Jestem na etapie zakupu okien (profil Brugmann), zaproponowano mi montaż kontaktronów za ok. 45zł netto za sztukę. Wiem, że same kontaktrony można kupić taniej, czy jednak poradzę sobie z ich montażem? Oryginalnie podobno wierci się otwór w ramie okna, gdzie chowa się kontrakton. Czy niczego nie zepsuję wiercąc w nowych oknach ? Trochę się tego obawiam, z drugiej strony mogę trochę  zaoszczędzić robiąc to sam.

----------


## hal9

Prawdopodobnie jest to cena z montażem

----------


## fenix2

> Odkopuję stary temat, żeby nie tworzyć nowego. 
> Jestem na etapie zakupu okien (profil Brugmann), zaproponowano mi montaż kontaktronów za ok. 45zł netto za sztukę. Wiem, że same kontaktrony można kupić taniej, czy jednak poradzę sobie z ich montażem? Oryginalnie podobno wierci się otwór w ramie okna, gdzie chowa się kontrakton. Czy niczego nie zepsuję wiercąc w nowych oknach ? Trochę się tego obawiam, z drugiej strony mogę trochę  zaoszczędzić robiąc to sam.

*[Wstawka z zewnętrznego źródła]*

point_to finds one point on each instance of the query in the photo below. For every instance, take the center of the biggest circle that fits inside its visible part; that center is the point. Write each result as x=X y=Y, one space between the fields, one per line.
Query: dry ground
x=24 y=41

Zapytaj czy nie stracisz gwarancji przy samodzielnym montażu.

----------


## nela29

W Oknoplusie się nie traci - czekam na swoje okienka, a kontaktrony już czekają na montaż  :smile:  Też się zastanawiam czy przy wierceniu nie trafi się na jakiś element metalowy. Jak z tym jest?

----------